Eight years ago a grandson asked Ken Howard what his father was like. Until then he had given little if any thought to informing his grandchildren about their family’s genealogy, history and heritage, and his daughters had only limited information. To meet this enquiry he wrote memoirs of his father, Louis George Howard for his family.
Research on his father included exploration of the Manitoba Legislative Library’s microfiches, the Manitoba Legislative Library, Archives of Manitoba and other sources, stirring memories of many friends, neighbours and acquaintances of all ages, from the 1920s onward. He undertook to interview pioneer family members to document the life stories of as many members of Selkirk’s pioneers as he could manage.

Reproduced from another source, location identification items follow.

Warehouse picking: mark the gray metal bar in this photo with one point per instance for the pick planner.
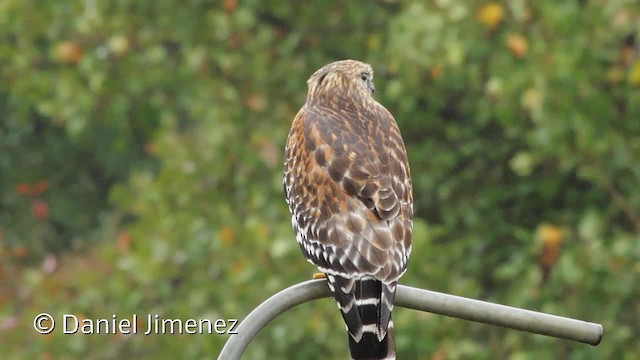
(417, 299)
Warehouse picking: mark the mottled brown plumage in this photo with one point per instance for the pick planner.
(348, 188)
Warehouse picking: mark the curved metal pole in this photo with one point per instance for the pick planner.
(417, 299)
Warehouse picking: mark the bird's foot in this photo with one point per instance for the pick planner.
(319, 276)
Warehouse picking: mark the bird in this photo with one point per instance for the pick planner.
(348, 187)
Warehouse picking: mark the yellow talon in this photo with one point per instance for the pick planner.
(319, 276)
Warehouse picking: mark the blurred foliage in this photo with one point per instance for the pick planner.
(141, 150)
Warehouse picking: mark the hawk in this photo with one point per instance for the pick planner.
(348, 187)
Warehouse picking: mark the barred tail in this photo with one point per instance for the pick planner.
(366, 305)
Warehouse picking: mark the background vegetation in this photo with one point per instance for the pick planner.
(141, 149)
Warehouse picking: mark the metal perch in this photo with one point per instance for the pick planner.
(417, 299)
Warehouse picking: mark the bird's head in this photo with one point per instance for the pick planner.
(343, 76)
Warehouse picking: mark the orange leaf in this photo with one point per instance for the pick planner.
(518, 45)
(491, 14)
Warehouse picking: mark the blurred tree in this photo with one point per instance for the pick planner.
(519, 117)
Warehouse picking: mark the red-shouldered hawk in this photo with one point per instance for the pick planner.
(348, 188)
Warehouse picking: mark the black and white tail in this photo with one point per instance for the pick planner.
(366, 304)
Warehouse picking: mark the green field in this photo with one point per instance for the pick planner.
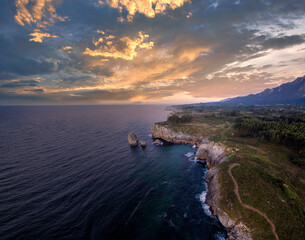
(271, 175)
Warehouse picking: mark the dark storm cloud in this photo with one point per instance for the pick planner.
(283, 42)
(20, 84)
(186, 49)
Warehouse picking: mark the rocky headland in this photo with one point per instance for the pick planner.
(214, 154)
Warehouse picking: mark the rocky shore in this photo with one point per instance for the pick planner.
(214, 154)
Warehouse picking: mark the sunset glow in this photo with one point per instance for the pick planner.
(147, 51)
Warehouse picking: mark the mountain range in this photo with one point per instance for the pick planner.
(288, 93)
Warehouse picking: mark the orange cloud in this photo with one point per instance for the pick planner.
(147, 7)
(39, 12)
(38, 36)
(113, 50)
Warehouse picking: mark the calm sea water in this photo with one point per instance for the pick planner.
(68, 173)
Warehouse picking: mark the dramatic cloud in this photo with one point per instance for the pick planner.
(147, 7)
(148, 51)
(123, 47)
(38, 12)
(38, 36)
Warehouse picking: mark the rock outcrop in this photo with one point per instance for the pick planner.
(132, 139)
(236, 231)
(213, 153)
(158, 142)
(164, 132)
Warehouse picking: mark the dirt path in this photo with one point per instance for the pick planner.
(257, 149)
(247, 206)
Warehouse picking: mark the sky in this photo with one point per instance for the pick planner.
(147, 51)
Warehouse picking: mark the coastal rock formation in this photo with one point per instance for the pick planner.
(132, 139)
(158, 142)
(164, 132)
(235, 231)
(213, 153)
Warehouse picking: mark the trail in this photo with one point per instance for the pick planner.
(249, 207)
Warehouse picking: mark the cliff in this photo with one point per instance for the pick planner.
(236, 231)
(164, 132)
(214, 154)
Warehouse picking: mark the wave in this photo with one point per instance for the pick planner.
(189, 154)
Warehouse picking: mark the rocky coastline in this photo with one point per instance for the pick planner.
(214, 154)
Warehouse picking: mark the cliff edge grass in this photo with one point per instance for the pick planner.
(266, 179)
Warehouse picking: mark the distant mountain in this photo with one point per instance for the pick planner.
(288, 93)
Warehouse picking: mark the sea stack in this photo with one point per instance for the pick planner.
(132, 139)
(143, 144)
(158, 142)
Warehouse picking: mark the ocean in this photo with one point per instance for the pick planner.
(68, 172)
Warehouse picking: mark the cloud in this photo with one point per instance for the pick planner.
(124, 47)
(38, 12)
(147, 7)
(20, 84)
(283, 42)
(38, 36)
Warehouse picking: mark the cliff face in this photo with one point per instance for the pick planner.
(166, 133)
(236, 231)
(214, 154)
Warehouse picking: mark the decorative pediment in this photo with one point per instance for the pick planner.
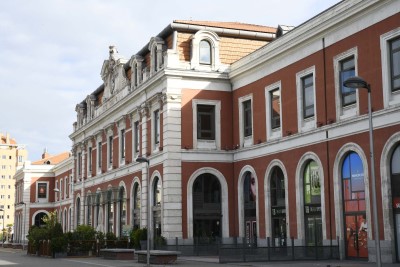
(113, 73)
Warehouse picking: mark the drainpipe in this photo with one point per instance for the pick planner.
(327, 143)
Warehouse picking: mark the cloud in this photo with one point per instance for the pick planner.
(51, 52)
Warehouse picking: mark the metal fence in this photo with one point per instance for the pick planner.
(243, 252)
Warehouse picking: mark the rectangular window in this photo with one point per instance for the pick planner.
(394, 46)
(156, 127)
(347, 69)
(90, 159)
(122, 143)
(206, 122)
(99, 154)
(110, 139)
(247, 124)
(137, 134)
(42, 190)
(307, 84)
(275, 97)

Gunnur Isfeld, former editor of Lögberg-Heimskringla drew his attention to a chapter about Selkirk in Saga Íslendinga í Vesturheimi vol 5, edited by Tryggvi J. Oleson, published by Bókaútgáfa Menningarsjóðs, Reykjavík, Iceland,1953, and readily translated it for him.
He wrote an article in Lögberg-Heimskringla asking readers if they could provide information on people mentioned in the chapter about whom he had little information. A number of readers responded.
The book contains stories of over 20 Icelandic pioneer families, including his, the Guðmundur Ásmundsson/ Ragnheiður Jónsdóttir family, who settled in Selkirk in 1895.
The book is about 500 pages with stories of some 100 members of Selkirk’s pioneers and 200 photos never previously published. He’s greatly indebted toNelson Gerrard for his encouragement and advice and for permission to quote from his landmark publications Icelandic River Saga and The Icelandic Heritage; to Donald E. Gislason for his thorough research and interpretation of the Kinmount tragedy; and to Sigrid Johnson, Head, Icelandic Collection, University of Manitoba, without whose assistance the Icelandic component of the book would not have been possible.
Ken Howard holds an M. A. from the University of Manitoba with a major in French and a minor in History, and an M.A. in Psychology from the University of Western Ontario. Now retired, he’s an Honourary Life Member of the Canadian Psychological Association.